Actually these Customer Experience Views are incredibly useful and can be shared with customers. Helpdesk call volumes tumble when the customer can see that there is a problem, what the impact of the problem is and that you know about it already. Tables are turned, we tell the customer about the problem, we are competent.
The second, synthetic transactions are a borrowed idea from end-to-end systems testing. Here we take the test harness that is applied to our applications prior to deployment into production and use them constantly to provide in-life testing. Synthetic transactions offer a unique view of the end-to-end service being as close as it is possible to be to the real Customer Experience that we need to achieve. HP have a set of tools called Business Availability Center that work well in this space. The objective is to create software robots that create pseudo transactions and monitor the progress of the transactions through the end-to-end service. Slow performance can be detected and highlighted in the same way as a complete failure. Synthetic transactions are highly flexible with a rich set of instrumentation output.

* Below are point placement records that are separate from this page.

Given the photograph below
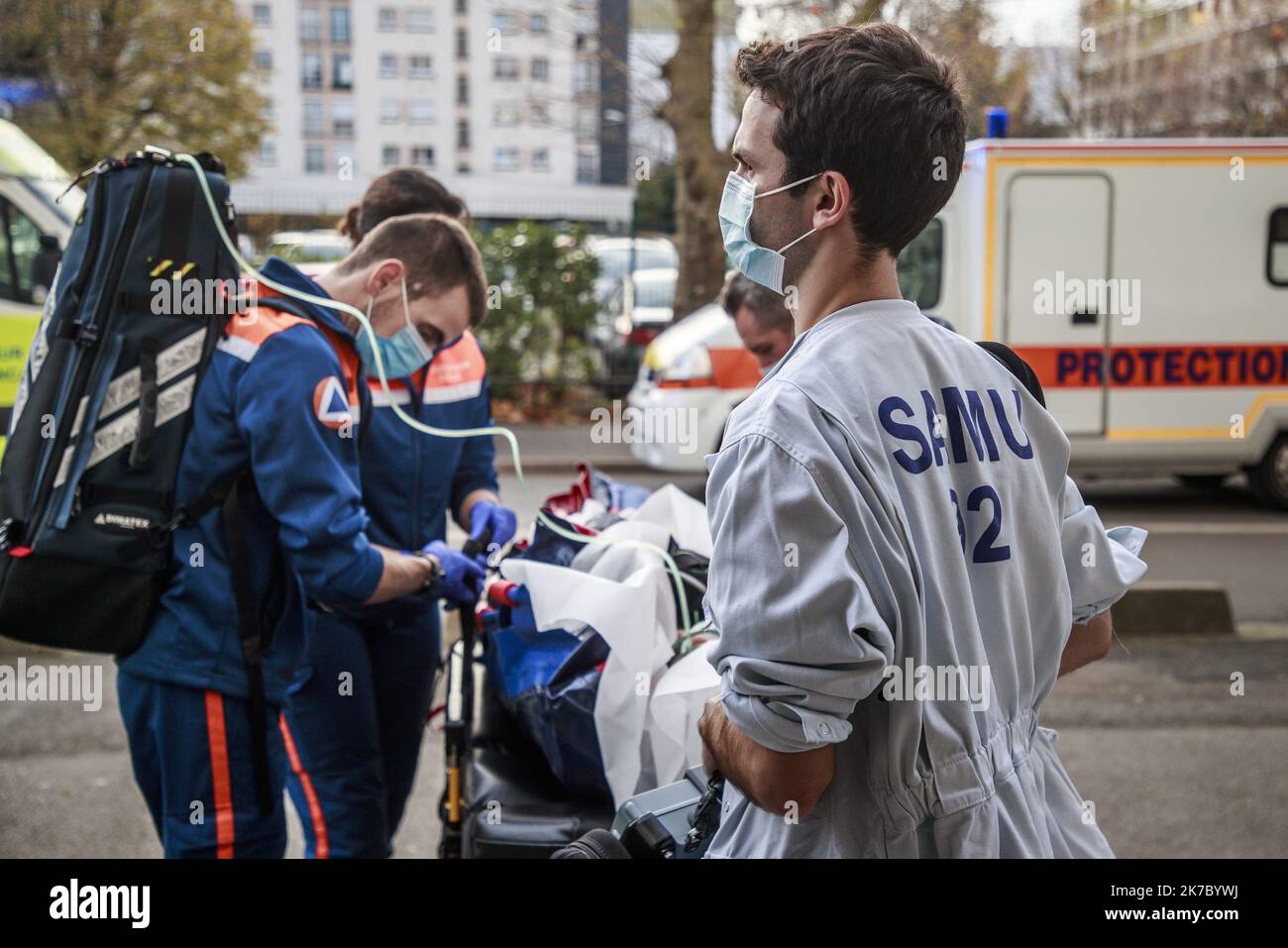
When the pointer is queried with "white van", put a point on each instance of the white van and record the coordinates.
(34, 231)
(1146, 282)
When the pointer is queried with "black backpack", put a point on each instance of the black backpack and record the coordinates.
(103, 407)
(102, 414)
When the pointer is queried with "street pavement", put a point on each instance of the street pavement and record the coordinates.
(1175, 764)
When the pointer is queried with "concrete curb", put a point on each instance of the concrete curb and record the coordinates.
(1167, 607)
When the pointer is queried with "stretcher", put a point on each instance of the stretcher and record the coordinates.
(501, 798)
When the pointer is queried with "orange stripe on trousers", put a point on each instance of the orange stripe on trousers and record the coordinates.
(219, 775)
(321, 849)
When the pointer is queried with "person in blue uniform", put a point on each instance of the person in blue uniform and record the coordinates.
(359, 715)
(281, 404)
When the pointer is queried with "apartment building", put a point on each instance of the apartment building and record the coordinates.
(1183, 67)
(519, 106)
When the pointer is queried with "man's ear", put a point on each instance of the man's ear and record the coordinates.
(831, 200)
(384, 274)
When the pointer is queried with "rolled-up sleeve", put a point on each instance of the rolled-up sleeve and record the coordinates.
(800, 640)
(1102, 563)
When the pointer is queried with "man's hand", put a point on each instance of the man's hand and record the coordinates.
(1087, 643)
(488, 514)
(402, 575)
(463, 578)
(772, 780)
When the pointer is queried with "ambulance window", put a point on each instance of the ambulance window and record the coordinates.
(921, 265)
(1276, 252)
(20, 247)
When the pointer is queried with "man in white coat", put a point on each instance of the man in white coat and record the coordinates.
(902, 566)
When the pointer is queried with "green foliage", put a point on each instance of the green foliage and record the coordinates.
(541, 305)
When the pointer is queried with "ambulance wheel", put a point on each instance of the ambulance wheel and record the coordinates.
(1202, 481)
(1269, 479)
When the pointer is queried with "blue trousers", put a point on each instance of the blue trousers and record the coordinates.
(353, 730)
(192, 758)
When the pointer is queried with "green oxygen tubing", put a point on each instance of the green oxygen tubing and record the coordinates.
(678, 579)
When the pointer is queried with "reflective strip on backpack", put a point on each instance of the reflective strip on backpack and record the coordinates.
(120, 433)
(124, 389)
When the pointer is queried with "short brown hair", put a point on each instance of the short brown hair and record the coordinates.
(437, 252)
(871, 103)
(398, 192)
(765, 305)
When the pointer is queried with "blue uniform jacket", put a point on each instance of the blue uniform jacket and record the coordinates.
(411, 481)
(281, 397)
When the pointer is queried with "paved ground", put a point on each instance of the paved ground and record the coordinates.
(1175, 764)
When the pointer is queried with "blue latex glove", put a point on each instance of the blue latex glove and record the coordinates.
(502, 522)
(463, 578)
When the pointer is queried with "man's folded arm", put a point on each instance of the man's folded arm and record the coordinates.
(800, 639)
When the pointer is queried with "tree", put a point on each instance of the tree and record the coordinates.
(699, 166)
(960, 31)
(121, 73)
(541, 304)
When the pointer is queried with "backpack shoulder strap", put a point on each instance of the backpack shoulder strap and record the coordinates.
(1017, 366)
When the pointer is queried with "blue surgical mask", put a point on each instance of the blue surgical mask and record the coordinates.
(402, 353)
(752, 261)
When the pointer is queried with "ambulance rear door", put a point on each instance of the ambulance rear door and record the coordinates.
(1056, 250)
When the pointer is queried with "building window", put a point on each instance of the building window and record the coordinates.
(342, 71)
(310, 25)
(584, 76)
(505, 115)
(313, 124)
(505, 159)
(314, 158)
(506, 68)
(310, 71)
(420, 20)
(340, 25)
(342, 117)
(1276, 250)
(344, 162)
(420, 111)
(421, 67)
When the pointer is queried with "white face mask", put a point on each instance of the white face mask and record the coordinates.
(752, 261)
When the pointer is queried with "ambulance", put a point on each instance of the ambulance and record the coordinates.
(1144, 279)
(34, 231)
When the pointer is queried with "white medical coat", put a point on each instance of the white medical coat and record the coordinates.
(890, 497)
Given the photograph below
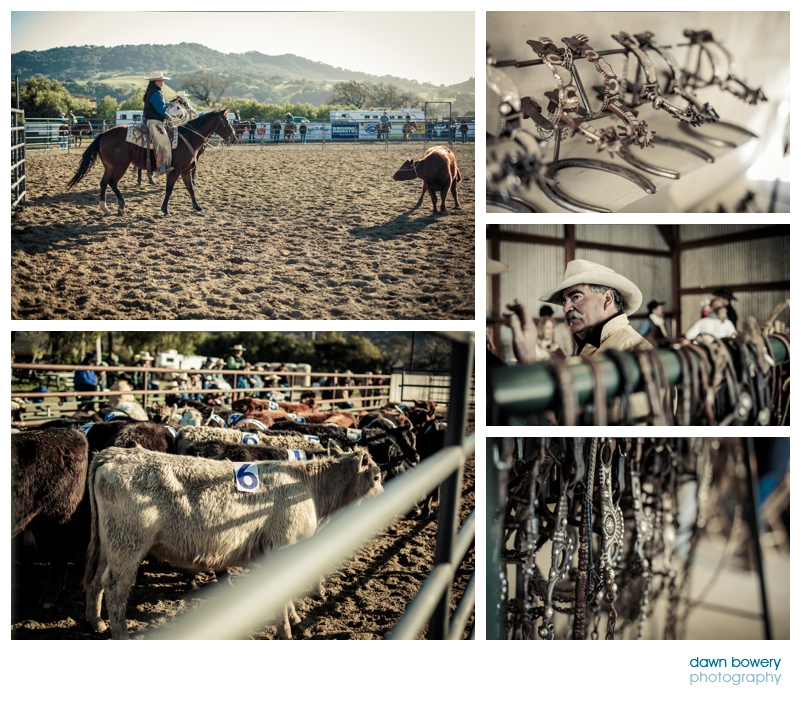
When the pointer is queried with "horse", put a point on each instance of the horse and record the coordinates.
(383, 130)
(117, 154)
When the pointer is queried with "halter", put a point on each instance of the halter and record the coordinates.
(413, 168)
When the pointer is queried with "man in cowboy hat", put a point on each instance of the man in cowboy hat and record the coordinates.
(654, 328)
(154, 115)
(597, 301)
(236, 360)
(727, 295)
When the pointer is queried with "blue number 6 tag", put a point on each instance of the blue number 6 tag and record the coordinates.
(247, 477)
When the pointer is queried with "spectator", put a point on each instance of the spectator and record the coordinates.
(236, 360)
(464, 129)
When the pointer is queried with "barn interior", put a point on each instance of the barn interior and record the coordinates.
(722, 147)
(685, 562)
(688, 269)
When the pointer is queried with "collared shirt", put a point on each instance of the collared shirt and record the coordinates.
(594, 337)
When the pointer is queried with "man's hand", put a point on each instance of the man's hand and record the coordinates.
(524, 332)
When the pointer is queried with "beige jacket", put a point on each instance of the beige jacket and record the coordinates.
(618, 334)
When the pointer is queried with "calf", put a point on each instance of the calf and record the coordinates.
(188, 436)
(48, 481)
(188, 511)
(438, 171)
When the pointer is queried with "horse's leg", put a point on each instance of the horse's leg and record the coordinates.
(172, 177)
(455, 195)
(187, 178)
(103, 185)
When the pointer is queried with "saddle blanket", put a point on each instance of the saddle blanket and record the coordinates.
(136, 136)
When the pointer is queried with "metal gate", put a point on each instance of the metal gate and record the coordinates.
(285, 573)
(18, 183)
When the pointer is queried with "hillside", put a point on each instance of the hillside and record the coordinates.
(119, 70)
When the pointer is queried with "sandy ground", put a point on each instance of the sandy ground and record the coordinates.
(289, 232)
(366, 595)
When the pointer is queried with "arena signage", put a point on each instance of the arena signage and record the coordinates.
(344, 131)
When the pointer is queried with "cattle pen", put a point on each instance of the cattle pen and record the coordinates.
(386, 576)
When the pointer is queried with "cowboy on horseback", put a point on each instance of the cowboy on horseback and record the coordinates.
(154, 115)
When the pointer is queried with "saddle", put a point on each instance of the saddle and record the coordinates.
(138, 134)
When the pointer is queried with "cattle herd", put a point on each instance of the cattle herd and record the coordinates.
(202, 490)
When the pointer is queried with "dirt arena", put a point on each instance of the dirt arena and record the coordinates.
(365, 597)
(289, 232)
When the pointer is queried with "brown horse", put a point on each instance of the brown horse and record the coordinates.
(117, 154)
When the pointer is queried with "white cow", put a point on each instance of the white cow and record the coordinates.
(189, 511)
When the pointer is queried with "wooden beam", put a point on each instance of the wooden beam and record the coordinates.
(744, 287)
(570, 243)
(758, 233)
(495, 253)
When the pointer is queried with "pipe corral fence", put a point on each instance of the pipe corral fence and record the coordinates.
(259, 595)
(18, 181)
(361, 391)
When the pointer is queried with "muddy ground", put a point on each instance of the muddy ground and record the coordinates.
(289, 232)
(366, 595)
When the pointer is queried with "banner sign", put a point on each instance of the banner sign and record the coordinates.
(344, 131)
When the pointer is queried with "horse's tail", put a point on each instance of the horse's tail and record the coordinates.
(87, 161)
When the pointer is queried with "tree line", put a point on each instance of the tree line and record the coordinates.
(325, 351)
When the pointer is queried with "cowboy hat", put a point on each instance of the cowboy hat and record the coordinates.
(495, 267)
(581, 271)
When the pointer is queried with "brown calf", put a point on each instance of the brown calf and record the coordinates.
(438, 171)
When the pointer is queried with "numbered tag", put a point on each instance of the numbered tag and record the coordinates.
(250, 438)
(246, 477)
(253, 423)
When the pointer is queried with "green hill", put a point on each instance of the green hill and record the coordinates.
(120, 70)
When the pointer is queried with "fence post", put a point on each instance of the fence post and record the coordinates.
(451, 489)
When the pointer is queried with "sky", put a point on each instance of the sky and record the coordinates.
(395, 43)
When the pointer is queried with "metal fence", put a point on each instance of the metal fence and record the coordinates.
(408, 385)
(373, 390)
(18, 181)
(263, 592)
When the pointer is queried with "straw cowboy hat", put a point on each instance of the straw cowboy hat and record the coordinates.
(495, 267)
(581, 271)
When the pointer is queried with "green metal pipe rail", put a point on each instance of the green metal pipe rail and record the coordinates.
(525, 389)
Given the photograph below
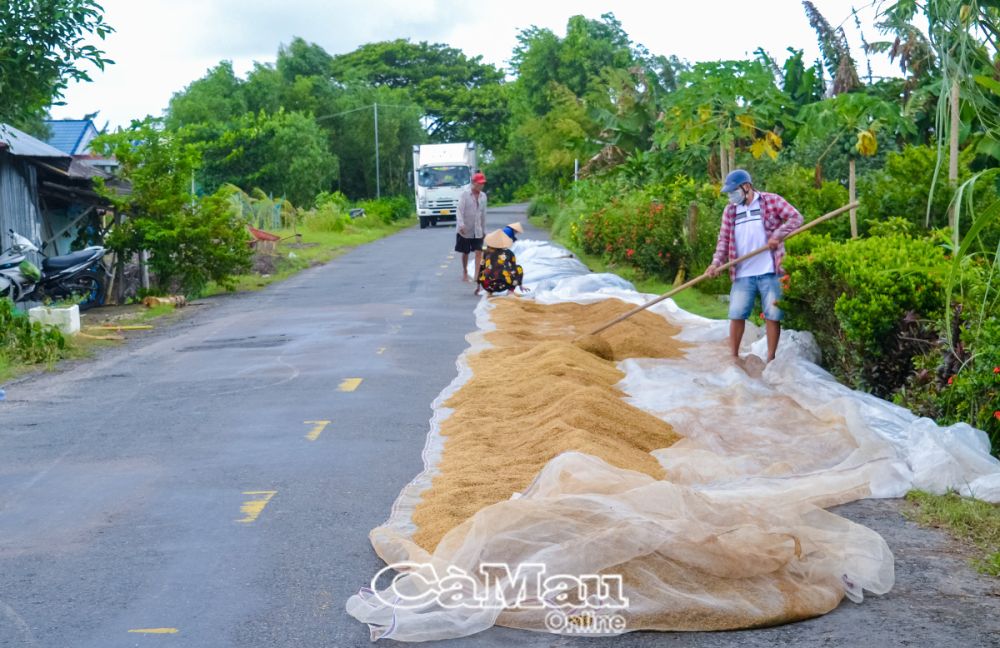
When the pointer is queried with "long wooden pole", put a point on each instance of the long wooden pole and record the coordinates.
(725, 266)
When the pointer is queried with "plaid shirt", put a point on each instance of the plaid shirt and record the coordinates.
(779, 219)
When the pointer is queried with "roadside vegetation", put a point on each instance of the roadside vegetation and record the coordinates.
(975, 523)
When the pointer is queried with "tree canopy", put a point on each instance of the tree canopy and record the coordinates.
(42, 49)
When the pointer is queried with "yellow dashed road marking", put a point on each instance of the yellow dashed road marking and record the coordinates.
(317, 430)
(252, 509)
(349, 384)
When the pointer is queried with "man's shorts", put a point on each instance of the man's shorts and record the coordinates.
(745, 290)
(465, 245)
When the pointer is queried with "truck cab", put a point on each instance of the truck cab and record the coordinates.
(441, 173)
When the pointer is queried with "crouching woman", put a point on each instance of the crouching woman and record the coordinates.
(499, 271)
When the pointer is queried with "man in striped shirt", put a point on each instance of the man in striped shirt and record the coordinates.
(753, 219)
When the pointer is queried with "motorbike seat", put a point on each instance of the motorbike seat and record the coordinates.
(60, 263)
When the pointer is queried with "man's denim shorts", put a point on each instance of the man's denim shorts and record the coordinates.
(745, 290)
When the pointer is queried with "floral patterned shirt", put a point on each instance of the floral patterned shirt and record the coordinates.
(499, 271)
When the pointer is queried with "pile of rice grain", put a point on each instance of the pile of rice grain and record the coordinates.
(533, 395)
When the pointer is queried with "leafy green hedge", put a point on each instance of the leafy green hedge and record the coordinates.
(858, 296)
(24, 341)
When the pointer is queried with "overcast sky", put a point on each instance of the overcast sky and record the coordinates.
(161, 46)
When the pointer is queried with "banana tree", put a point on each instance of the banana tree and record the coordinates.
(851, 122)
(965, 37)
(725, 106)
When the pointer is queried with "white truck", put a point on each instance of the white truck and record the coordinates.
(441, 172)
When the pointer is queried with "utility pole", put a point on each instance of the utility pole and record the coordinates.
(378, 181)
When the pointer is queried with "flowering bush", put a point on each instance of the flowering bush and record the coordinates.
(652, 229)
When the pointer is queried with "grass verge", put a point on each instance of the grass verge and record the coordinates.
(310, 248)
(313, 247)
(972, 521)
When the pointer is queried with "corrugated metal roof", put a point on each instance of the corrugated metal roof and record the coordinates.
(24, 145)
(68, 134)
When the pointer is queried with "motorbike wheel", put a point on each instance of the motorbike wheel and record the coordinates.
(90, 285)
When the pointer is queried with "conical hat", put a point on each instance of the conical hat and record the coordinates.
(497, 239)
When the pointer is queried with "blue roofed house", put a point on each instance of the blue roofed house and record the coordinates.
(47, 194)
(73, 136)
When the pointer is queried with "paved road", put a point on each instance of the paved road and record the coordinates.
(187, 483)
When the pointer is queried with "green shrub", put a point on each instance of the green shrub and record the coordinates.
(901, 189)
(24, 341)
(857, 296)
(797, 185)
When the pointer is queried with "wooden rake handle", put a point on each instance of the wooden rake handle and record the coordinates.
(725, 266)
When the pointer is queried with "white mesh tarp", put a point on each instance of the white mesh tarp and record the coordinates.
(735, 537)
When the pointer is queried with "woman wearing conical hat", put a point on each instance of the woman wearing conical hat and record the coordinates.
(499, 271)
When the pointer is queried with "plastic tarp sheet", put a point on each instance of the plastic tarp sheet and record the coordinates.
(735, 537)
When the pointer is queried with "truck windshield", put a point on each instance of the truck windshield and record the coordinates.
(445, 176)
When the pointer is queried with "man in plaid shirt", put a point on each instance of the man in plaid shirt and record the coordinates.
(753, 219)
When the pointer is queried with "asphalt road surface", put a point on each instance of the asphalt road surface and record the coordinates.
(212, 484)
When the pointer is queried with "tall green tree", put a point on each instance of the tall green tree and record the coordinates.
(463, 98)
(541, 59)
(191, 240)
(351, 129)
(216, 98)
(286, 154)
(42, 49)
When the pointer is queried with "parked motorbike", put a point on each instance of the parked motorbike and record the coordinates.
(78, 274)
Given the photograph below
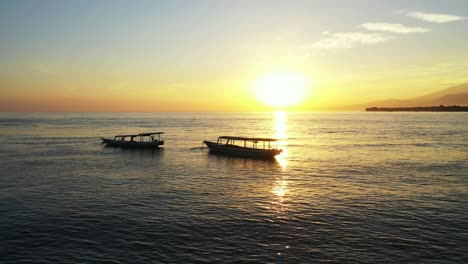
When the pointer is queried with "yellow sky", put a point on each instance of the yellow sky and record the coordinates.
(206, 56)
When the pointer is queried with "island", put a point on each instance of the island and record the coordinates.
(441, 108)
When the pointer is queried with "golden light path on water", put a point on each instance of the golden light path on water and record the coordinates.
(280, 188)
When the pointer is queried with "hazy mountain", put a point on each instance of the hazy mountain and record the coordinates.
(454, 95)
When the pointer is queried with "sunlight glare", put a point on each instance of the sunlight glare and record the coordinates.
(281, 89)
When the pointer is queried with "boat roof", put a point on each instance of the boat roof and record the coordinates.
(248, 138)
(141, 134)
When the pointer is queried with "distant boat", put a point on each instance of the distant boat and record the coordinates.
(259, 148)
(144, 141)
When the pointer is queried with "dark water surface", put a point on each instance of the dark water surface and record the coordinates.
(349, 188)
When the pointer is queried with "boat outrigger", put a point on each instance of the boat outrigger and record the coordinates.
(146, 140)
(260, 148)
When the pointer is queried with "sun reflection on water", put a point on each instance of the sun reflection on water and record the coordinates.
(280, 133)
(280, 187)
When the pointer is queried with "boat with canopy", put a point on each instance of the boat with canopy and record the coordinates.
(150, 140)
(246, 147)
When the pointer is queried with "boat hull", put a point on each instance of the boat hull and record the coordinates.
(238, 151)
(132, 144)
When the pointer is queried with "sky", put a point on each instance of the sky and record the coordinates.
(125, 56)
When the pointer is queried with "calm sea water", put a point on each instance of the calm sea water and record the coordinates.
(349, 188)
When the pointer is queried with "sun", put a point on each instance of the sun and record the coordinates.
(281, 89)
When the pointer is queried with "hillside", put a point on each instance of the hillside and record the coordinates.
(454, 95)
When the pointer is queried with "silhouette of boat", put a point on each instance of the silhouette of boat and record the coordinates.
(259, 148)
(145, 141)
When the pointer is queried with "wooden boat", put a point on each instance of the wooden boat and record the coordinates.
(145, 141)
(260, 148)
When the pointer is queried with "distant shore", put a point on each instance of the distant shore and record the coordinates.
(441, 108)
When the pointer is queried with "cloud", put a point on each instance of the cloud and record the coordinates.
(436, 18)
(393, 28)
(348, 40)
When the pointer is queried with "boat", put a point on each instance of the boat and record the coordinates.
(245, 147)
(144, 141)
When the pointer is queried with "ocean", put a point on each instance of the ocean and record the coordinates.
(348, 188)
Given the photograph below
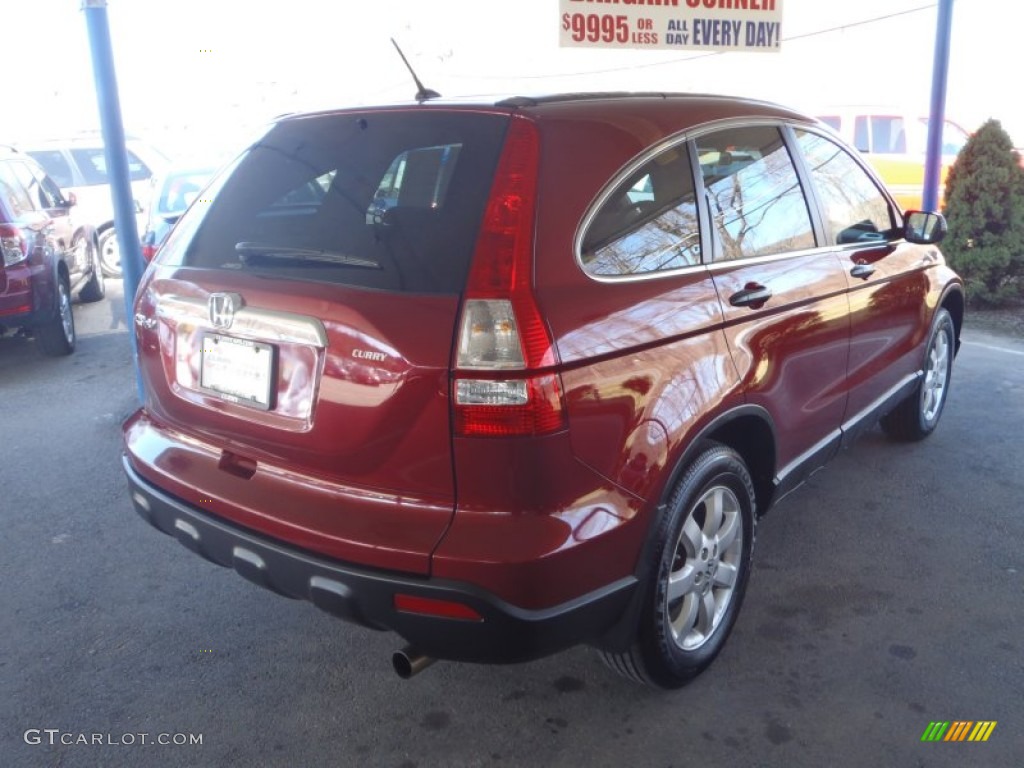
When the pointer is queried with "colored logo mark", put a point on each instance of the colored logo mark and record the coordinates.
(958, 730)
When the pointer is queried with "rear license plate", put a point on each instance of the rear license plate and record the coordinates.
(238, 370)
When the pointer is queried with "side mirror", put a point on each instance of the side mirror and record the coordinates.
(924, 228)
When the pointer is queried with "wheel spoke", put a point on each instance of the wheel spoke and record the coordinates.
(713, 512)
(706, 613)
(682, 625)
(681, 583)
(727, 536)
(691, 537)
(726, 574)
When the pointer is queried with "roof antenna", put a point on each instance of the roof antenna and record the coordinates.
(423, 93)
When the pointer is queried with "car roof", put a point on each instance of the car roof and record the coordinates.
(617, 100)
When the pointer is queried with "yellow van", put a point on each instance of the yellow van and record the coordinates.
(894, 142)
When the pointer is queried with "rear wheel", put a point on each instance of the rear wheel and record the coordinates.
(110, 253)
(56, 336)
(95, 289)
(918, 416)
(706, 540)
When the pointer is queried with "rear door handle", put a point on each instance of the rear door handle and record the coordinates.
(752, 295)
(862, 270)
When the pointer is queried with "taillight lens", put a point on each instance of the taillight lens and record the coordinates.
(503, 384)
(12, 245)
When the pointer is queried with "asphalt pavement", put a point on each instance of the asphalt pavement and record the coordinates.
(887, 594)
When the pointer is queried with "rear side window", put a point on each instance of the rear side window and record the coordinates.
(856, 211)
(92, 163)
(757, 204)
(648, 223)
(56, 166)
(390, 200)
(15, 194)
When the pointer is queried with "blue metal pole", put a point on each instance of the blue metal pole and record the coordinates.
(940, 70)
(117, 163)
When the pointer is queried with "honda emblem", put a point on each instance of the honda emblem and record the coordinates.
(222, 308)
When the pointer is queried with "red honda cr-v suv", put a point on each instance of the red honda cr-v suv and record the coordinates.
(508, 377)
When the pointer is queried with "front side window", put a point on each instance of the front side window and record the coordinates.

Here is what HP say about the product set:
HP Business Availability Center helps your organization:
- Make ITSM incident and problem management processes more efficient and business aligned
- Measure business impact and risk from the end-user perspective
- Manage business and operational service levels proactively
- Accelerate problem isolation by automating standard operational processes
- Manage complex business transactions across heterogeneous environments
- Manage the complexity of composite applications and SOA
We focus on service by organizing around key services and mapping those services using instrumentation working along the tube maps. We delight customers by caring about the same thing they do Service Protection and Service Recovery. Service Recovery works better because initial triage, where we work out where to focus our attentions, is enabled by understanding which issues are actually impacting customer experience.